Ok, here’s my workaround…It’s fast enough (200 msec) for a 1 month period and it has a drawback: It only works to calculate on a monthly basis. The time span can only be one month long. (I may have to repeat it 12 times get a full year of data, but that’s ok for now), and of course it requires some string preparation within xojo… In the following example I am calcultaing the totalstays in the month of may 2019. (This query is a draft… it may need some tweaking… but it works)

[code]select *, sum(cantnochesestemes) as TotalStays from (select reservas.fechain, reservas.fechaout,
case

when strftime(’%m’, reservas.fechain) < ‘05’ AND strftime(’%m’, reservas.fechaout) > ‘05’ then
cast(strftime(’%d’, date(‘2019-05-01’,‘start of month’,’+1 month’,’-1 day’)) as integer)

when strftime(’%m’, reservas.fechain) = ‘05’ AND (strftime(’%m’, reservas.fechain) < strftime(’%m’, reservas.fechaout)) then
cast(julianday(date(reservas.fechain,‘start of month’,’+1 month’,’-1 day’)) - julianday(reservas.fechain) +1 as integer)

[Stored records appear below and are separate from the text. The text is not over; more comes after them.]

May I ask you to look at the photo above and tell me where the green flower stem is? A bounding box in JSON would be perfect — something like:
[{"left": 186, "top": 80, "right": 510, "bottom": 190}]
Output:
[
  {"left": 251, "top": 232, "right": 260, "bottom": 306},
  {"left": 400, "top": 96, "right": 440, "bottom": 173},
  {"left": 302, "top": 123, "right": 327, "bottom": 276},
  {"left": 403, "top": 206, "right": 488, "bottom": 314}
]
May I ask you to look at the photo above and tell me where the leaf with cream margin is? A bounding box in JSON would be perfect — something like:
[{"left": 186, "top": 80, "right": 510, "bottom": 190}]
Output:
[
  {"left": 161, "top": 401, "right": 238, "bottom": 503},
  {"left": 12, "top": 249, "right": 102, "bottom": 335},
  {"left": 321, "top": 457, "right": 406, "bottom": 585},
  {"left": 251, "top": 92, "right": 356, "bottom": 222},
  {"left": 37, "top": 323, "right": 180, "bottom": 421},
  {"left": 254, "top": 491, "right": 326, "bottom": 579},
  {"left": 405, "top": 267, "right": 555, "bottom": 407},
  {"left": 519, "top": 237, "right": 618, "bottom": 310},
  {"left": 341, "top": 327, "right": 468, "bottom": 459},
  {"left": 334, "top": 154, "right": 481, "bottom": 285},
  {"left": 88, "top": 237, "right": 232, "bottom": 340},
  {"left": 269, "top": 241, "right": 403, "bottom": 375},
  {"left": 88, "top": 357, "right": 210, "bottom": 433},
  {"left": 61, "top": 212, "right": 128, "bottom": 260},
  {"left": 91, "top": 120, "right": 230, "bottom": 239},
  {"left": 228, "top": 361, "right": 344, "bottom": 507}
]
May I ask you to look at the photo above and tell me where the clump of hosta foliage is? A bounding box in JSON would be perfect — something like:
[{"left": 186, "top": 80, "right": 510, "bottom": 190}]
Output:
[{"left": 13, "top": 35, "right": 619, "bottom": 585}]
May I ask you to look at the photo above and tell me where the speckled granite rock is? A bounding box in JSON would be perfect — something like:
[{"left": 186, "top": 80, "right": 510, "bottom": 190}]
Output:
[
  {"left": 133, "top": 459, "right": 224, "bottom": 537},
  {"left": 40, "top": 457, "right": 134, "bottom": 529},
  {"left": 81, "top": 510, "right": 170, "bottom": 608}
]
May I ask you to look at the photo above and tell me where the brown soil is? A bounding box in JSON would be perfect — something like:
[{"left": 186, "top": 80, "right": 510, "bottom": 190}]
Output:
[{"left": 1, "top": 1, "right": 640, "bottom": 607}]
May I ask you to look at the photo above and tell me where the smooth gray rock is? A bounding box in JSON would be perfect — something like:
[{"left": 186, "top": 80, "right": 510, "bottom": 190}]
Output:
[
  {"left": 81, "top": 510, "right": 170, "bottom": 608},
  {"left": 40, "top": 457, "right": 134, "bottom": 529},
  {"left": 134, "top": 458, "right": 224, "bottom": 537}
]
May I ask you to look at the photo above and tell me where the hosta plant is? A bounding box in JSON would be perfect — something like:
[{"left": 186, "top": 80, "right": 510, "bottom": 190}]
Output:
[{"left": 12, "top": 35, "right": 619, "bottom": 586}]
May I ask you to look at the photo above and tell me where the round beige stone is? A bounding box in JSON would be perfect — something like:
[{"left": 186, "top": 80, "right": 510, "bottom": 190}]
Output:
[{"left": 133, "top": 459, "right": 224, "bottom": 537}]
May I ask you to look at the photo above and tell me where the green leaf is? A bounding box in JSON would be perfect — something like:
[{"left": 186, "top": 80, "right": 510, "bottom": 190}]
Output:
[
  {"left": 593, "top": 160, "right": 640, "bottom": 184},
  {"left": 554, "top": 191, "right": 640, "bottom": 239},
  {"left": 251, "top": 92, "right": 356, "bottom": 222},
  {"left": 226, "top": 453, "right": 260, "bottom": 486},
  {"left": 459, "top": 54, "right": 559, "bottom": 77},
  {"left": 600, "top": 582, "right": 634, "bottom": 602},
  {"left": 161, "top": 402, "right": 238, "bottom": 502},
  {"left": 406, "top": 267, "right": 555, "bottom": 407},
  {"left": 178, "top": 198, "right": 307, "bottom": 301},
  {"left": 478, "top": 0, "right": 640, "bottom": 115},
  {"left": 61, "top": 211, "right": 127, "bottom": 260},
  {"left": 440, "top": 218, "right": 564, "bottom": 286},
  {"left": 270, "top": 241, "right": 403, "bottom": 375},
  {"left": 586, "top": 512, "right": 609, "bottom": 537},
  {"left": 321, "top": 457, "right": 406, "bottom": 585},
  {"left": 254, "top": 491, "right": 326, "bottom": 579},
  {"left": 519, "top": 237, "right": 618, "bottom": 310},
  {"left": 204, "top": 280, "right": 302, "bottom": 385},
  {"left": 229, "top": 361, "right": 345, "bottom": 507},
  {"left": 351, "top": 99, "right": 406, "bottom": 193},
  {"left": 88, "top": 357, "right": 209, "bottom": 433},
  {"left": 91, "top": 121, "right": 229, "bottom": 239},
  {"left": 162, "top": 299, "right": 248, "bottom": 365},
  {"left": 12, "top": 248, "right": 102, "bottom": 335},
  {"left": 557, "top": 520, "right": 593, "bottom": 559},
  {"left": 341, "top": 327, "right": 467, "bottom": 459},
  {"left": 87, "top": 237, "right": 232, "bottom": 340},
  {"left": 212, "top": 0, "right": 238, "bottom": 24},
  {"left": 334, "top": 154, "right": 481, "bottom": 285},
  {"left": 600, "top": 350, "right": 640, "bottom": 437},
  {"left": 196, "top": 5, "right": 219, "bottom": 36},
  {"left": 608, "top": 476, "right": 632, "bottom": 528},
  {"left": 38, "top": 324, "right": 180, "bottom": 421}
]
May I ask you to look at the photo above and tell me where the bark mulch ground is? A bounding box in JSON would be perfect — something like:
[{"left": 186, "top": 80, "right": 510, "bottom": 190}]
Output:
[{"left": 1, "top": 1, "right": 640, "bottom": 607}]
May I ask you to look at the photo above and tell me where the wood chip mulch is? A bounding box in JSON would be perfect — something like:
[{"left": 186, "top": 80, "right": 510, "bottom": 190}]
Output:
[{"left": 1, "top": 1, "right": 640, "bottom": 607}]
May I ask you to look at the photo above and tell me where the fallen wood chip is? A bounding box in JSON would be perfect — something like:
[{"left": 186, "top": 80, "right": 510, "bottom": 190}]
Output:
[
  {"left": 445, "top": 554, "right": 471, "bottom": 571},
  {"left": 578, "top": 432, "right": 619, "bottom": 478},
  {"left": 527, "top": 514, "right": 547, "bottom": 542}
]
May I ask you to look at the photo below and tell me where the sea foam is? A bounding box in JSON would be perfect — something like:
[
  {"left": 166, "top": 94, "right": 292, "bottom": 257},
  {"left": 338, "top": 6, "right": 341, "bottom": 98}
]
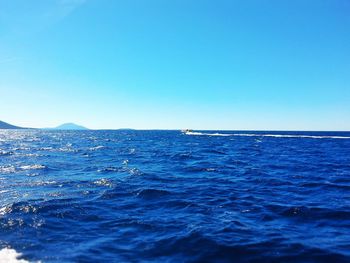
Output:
[
  {"left": 185, "top": 132, "right": 350, "bottom": 139},
  {"left": 20, "top": 165, "right": 46, "bottom": 170},
  {"left": 0, "top": 248, "right": 29, "bottom": 263}
]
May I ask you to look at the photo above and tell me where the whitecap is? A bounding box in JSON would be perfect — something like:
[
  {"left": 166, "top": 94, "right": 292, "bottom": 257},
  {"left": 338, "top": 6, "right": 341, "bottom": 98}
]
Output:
[
  {"left": 0, "top": 150, "right": 13, "bottom": 156},
  {"left": 38, "top": 147, "right": 53, "bottom": 151},
  {"left": 129, "top": 148, "right": 136, "bottom": 154},
  {"left": 0, "top": 248, "right": 29, "bottom": 263},
  {"left": 25, "top": 173, "right": 40, "bottom": 177},
  {"left": 0, "top": 206, "right": 10, "bottom": 216},
  {"left": 30, "top": 180, "right": 57, "bottom": 187},
  {"left": 58, "top": 147, "right": 77, "bottom": 152},
  {"left": 128, "top": 167, "right": 142, "bottom": 175},
  {"left": 0, "top": 165, "right": 16, "bottom": 173},
  {"left": 20, "top": 165, "right": 46, "bottom": 171},
  {"left": 21, "top": 154, "right": 41, "bottom": 157},
  {"left": 93, "top": 178, "right": 113, "bottom": 187},
  {"left": 89, "top": 146, "right": 105, "bottom": 151}
]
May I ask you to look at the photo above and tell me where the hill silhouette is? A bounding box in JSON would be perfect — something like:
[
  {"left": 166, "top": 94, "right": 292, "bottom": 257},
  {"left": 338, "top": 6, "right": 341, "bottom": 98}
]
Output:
[
  {"left": 53, "top": 123, "right": 88, "bottom": 130},
  {"left": 0, "top": 120, "right": 24, "bottom": 129}
]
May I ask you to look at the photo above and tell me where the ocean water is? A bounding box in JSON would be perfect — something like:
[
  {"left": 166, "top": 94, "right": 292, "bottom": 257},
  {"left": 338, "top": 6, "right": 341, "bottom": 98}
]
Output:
[{"left": 1, "top": 130, "right": 350, "bottom": 262}]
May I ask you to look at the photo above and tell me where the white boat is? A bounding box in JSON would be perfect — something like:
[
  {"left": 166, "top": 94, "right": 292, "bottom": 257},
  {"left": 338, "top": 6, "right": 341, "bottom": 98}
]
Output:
[{"left": 181, "top": 129, "right": 193, "bottom": 134}]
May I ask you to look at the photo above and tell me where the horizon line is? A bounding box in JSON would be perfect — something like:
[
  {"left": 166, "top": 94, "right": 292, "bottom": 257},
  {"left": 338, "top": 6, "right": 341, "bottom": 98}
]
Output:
[{"left": 1, "top": 128, "right": 350, "bottom": 132}]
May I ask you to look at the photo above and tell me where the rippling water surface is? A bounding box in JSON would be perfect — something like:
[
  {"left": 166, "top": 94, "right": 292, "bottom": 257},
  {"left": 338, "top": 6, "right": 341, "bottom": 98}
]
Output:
[{"left": 1, "top": 130, "right": 350, "bottom": 262}]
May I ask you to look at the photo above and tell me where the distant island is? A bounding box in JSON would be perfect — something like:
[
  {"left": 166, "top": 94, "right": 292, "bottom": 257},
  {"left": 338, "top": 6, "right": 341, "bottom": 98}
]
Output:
[
  {"left": 0, "top": 120, "right": 25, "bottom": 129},
  {"left": 50, "top": 123, "right": 89, "bottom": 130},
  {"left": 0, "top": 120, "right": 89, "bottom": 130}
]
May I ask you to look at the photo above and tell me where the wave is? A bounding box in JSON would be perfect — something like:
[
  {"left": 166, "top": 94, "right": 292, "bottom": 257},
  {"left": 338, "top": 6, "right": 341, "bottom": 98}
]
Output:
[
  {"left": 93, "top": 178, "right": 113, "bottom": 187},
  {"left": 0, "top": 150, "right": 13, "bottom": 156},
  {"left": 38, "top": 147, "right": 53, "bottom": 151},
  {"left": 185, "top": 132, "right": 350, "bottom": 139},
  {"left": 1, "top": 130, "right": 350, "bottom": 261},
  {"left": 89, "top": 146, "right": 105, "bottom": 151},
  {"left": 0, "top": 248, "right": 29, "bottom": 263},
  {"left": 0, "top": 164, "right": 45, "bottom": 174},
  {"left": 136, "top": 188, "right": 172, "bottom": 199},
  {"left": 97, "top": 167, "right": 120, "bottom": 173},
  {"left": 20, "top": 164, "right": 47, "bottom": 170},
  {"left": 0, "top": 206, "right": 9, "bottom": 216},
  {"left": 0, "top": 165, "right": 16, "bottom": 173}
]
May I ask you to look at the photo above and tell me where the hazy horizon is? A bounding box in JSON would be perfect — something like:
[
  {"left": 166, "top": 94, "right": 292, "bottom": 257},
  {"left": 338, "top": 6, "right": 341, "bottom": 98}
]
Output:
[
  {"left": 2, "top": 119, "right": 350, "bottom": 132},
  {"left": 1, "top": 0, "right": 349, "bottom": 130}
]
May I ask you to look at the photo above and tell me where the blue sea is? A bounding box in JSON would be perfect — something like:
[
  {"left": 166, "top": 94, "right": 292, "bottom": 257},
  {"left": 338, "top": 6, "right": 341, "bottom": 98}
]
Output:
[{"left": 1, "top": 130, "right": 350, "bottom": 262}]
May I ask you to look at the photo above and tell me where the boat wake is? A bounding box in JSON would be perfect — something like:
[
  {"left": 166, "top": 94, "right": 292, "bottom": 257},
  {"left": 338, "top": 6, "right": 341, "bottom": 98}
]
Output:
[{"left": 184, "top": 132, "right": 350, "bottom": 139}]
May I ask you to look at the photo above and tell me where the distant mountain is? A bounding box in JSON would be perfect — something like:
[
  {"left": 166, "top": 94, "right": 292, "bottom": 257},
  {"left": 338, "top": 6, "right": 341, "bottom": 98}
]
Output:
[
  {"left": 0, "top": 120, "right": 24, "bottom": 129},
  {"left": 53, "top": 123, "right": 88, "bottom": 130}
]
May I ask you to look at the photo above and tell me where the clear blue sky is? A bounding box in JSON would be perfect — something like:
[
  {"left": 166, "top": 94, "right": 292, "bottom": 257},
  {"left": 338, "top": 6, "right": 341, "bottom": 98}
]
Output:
[{"left": 0, "top": 0, "right": 349, "bottom": 130}]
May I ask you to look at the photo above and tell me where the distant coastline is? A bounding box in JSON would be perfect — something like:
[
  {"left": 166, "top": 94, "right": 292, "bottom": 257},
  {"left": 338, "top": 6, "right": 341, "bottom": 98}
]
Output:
[
  {"left": 0, "top": 120, "right": 26, "bottom": 129},
  {"left": 44, "top": 123, "right": 89, "bottom": 130},
  {"left": 1, "top": 120, "right": 350, "bottom": 132},
  {"left": 0, "top": 120, "right": 88, "bottom": 130}
]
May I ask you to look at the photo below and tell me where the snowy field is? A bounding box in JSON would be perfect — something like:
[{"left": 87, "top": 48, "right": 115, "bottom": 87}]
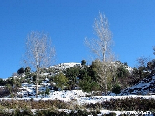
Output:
[
  {"left": 1, "top": 90, "right": 155, "bottom": 115},
  {"left": 2, "top": 90, "right": 155, "bottom": 103},
  {"left": 2, "top": 75, "right": 155, "bottom": 115}
]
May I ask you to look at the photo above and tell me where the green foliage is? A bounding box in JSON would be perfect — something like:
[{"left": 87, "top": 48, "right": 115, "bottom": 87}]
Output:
[
  {"left": 53, "top": 73, "right": 69, "bottom": 90},
  {"left": 17, "top": 67, "right": 25, "bottom": 75},
  {"left": 116, "top": 65, "right": 129, "bottom": 78},
  {"left": 6, "top": 84, "right": 13, "bottom": 94},
  {"left": 86, "top": 97, "right": 155, "bottom": 111},
  {"left": 79, "top": 76, "right": 91, "bottom": 92},
  {"left": 1, "top": 98, "right": 155, "bottom": 115},
  {"left": 13, "top": 108, "right": 33, "bottom": 116},
  {"left": 25, "top": 67, "right": 31, "bottom": 73},
  {"left": 32, "top": 75, "right": 37, "bottom": 82},
  {"left": 79, "top": 68, "right": 87, "bottom": 79},
  {"left": 147, "top": 59, "right": 155, "bottom": 72},
  {"left": 65, "top": 66, "right": 80, "bottom": 89},
  {"left": 112, "top": 84, "right": 121, "bottom": 95},
  {"left": 0, "top": 78, "right": 5, "bottom": 86},
  {"left": 91, "top": 81, "right": 100, "bottom": 91},
  {"left": 103, "top": 112, "right": 116, "bottom": 116},
  {"left": 89, "top": 60, "right": 99, "bottom": 81},
  {"left": 90, "top": 60, "right": 118, "bottom": 95},
  {"left": 45, "top": 87, "right": 50, "bottom": 96},
  {"left": 35, "top": 109, "right": 101, "bottom": 116},
  {"left": 131, "top": 66, "right": 150, "bottom": 86},
  {"left": 124, "top": 62, "right": 128, "bottom": 66},
  {"left": 65, "top": 67, "right": 79, "bottom": 81},
  {"left": 79, "top": 75, "right": 99, "bottom": 92},
  {"left": 36, "top": 109, "right": 59, "bottom": 116},
  {"left": 81, "top": 60, "right": 86, "bottom": 66},
  {"left": 0, "top": 99, "right": 69, "bottom": 110}
]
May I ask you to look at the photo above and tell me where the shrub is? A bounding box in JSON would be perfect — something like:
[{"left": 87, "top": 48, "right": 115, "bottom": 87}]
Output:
[
  {"left": 75, "top": 110, "right": 88, "bottom": 116},
  {"left": 12, "top": 108, "right": 33, "bottom": 116},
  {"left": 36, "top": 109, "right": 58, "bottom": 116},
  {"left": 107, "top": 112, "right": 116, "bottom": 116},
  {"left": 85, "top": 97, "right": 155, "bottom": 111},
  {"left": 58, "top": 111, "right": 68, "bottom": 116},
  {"left": 112, "top": 84, "right": 121, "bottom": 95},
  {"left": 89, "top": 111, "right": 100, "bottom": 116}
]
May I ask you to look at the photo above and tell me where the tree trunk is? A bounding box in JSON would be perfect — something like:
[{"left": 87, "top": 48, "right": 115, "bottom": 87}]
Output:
[
  {"left": 36, "top": 78, "right": 38, "bottom": 98},
  {"left": 36, "top": 67, "right": 39, "bottom": 98},
  {"left": 105, "top": 77, "right": 107, "bottom": 96}
]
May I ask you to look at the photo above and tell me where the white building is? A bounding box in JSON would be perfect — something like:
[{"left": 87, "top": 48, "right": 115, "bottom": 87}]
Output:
[{"left": 51, "top": 62, "right": 81, "bottom": 70}]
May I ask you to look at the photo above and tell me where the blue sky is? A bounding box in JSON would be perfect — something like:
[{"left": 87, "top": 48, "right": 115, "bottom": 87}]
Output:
[{"left": 0, "top": 0, "right": 155, "bottom": 78}]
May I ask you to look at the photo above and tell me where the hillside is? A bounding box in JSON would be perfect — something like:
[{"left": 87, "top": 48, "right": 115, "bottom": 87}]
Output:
[
  {"left": 0, "top": 62, "right": 155, "bottom": 115},
  {"left": 1, "top": 61, "right": 155, "bottom": 98},
  {"left": 119, "top": 74, "right": 155, "bottom": 95}
]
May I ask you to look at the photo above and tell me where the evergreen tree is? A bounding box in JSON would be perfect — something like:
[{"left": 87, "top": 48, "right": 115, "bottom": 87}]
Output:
[
  {"left": 81, "top": 60, "right": 86, "bottom": 66},
  {"left": 116, "top": 65, "right": 129, "bottom": 78},
  {"left": 25, "top": 67, "right": 31, "bottom": 74},
  {"left": 45, "top": 87, "right": 50, "bottom": 96},
  {"left": 112, "top": 84, "right": 121, "bottom": 95},
  {"left": 17, "top": 67, "right": 25, "bottom": 75},
  {"left": 53, "top": 73, "right": 68, "bottom": 90},
  {"left": 79, "top": 75, "right": 99, "bottom": 93},
  {"left": 65, "top": 66, "right": 80, "bottom": 89},
  {"left": 0, "top": 78, "right": 5, "bottom": 86}
]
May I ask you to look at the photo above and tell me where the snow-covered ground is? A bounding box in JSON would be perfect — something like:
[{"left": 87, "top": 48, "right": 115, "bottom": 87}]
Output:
[
  {"left": 99, "top": 110, "right": 153, "bottom": 116},
  {"left": 119, "top": 75, "right": 155, "bottom": 95},
  {"left": 12, "top": 74, "right": 155, "bottom": 106},
  {"left": 2, "top": 89, "right": 155, "bottom": 116},
  {"left": 58, "top": 109, "right": 153, "bottom": 116},
  {"left": 2, "top": 90, "right": 155, "bottom": 104},
  {"left": 3, "top": 69, "right": 155, "bottom": 115}
]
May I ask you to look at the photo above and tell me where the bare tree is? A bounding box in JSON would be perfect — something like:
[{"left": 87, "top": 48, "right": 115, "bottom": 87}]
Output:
[
  {"left": 24, "top": 31, "right": 55, "bottom": 98},
  {"left": 85, "top": 12, "right": 113, "bottom": 62},
  {"left": 95, "top": 60, "right": 116, "bottom": 95},
  {"left": 153, "top": 46, "right": 155, "bottom": 55},
  {"left": 137, "top": 56, "right": 149, "bottom": 68},
  {"left": 85, "top": 12, "right": 115, "bottom": 95}
]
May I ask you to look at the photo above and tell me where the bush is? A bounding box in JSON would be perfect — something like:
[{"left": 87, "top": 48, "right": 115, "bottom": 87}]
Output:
[
  {"left": 59, "top": 111, "right": 68, "bottom": 116},
  {"left": 85, "top": 97, "right": 155, "bottom": 111},
  {"left": 112, "top": 84, "right": 121, "bottom": 95},
  {"left": 36, "top": 109, "right": 58, "bottom": 116},
  {"left": 106, "top": 112, "right": 116, "bottom": 116},
  {"left": 12, "top": 109, "right": 33, "bottom": 116},
  {"left": 74, "top": 110, "right": 88, "bottom": 116},
  {"left": 89, "top": 111, "right": 100, "bottom": 116},
  {"left": 0, "top": 110, "right": 11, "bottom": 116}
]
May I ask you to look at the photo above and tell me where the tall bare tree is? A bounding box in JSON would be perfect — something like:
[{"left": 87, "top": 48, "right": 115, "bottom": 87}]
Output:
[
  {"left": 85, "top": 12, "right": 115, "bottom": 95},
  {"left": 153, "top": 46, "right": 155, "bottom": 55},
  {"left": 24, "top": 31, "right": 55, "bottom": 98},
  {"left": 85, "top": 12, "right": 113, "bottom": 62}
]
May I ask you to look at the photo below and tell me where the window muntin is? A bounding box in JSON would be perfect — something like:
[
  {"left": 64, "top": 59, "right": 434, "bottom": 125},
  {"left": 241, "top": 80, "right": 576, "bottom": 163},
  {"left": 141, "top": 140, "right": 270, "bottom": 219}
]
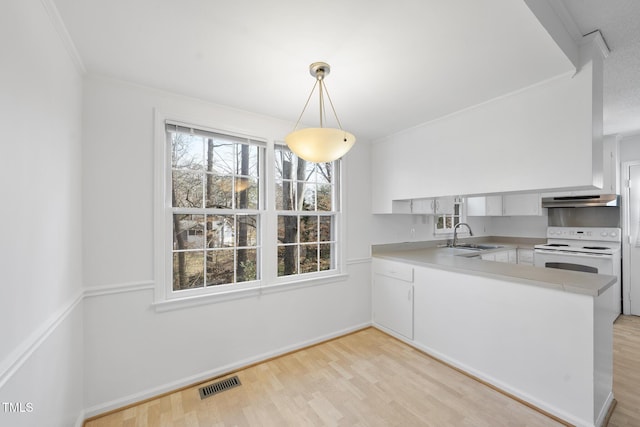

when strftime(’%m’, reservas.fechain) < ‘05’ AND strftime(’%m’, reservas.fechain) < ‘06’ then
cast (strftime(’%d’, date(reservas.fechaout,‘start of month’, ‘+’||strftime(’%d’, reservas.fechaout)||’ day’)) as integer)-2

else
cast (julianday(reservas.fechaout)-julianday(reservas.fechain) as integer)
end

AS StaysThisMonth
from reservas
where status <> ‘Cancelada’ AND ifnull(complimentary, 0) <> 1
and fechaout > ‘2019-05-01’ AND fechain < ‘2019-06-01’)[/code]

@Roman Varas Try this:

WITH m (month) AS ( SELECT DISTINCT strftime('%m', fechain) AS month FROM reservas ), d (first, last) AS ( SELECT printf ('2019-%02u-01', month) AS first, date(printf ('2019-%02u-01', month), '+1 month', '-1 day') AS last FROM m ), y (yearmonth, mdays, first, last) AS ( SELECT strftime('%Y-%m', first) AS yearmonth, julianday(last) - julianday(first) + 1 AS mdays ,* FROM d WHERE yearmonth LIKE '2019%' -- <-- year to summarize ORDER BY first -- this cuts query time in half ) SELECT yearmonth, sum(stay) as StaysThisMonth FROM ( SELECT yearmonth, res_id, fechain, fechaout, CASE WHEN status='Cancelada' THEN 0 WHEN fechaout <= last THEN julianday(min(fechaout, last)) - (julianday(max(fechain, first))) WHEN fechain >= first THEN julianday(min(fechaout, last)) - (julianday(max(fechain, first))) + 1 ELSE mdays -- whole month END AS stay FROM y, reservas r WHERE complimentary = 0 AND r.fechain <= y.last AND r.fechaout >= y.first ) GROUP BY yearmonth;
This was interesting. I’ve worked with calendars and schedules and I like SQL puzzles.
I wasn’t sure about crossover stays, so the ‘day’ is put in the starting month.
Using a dummy table with 10000 somewhat random ‘reservations’ this query takes about 51ms.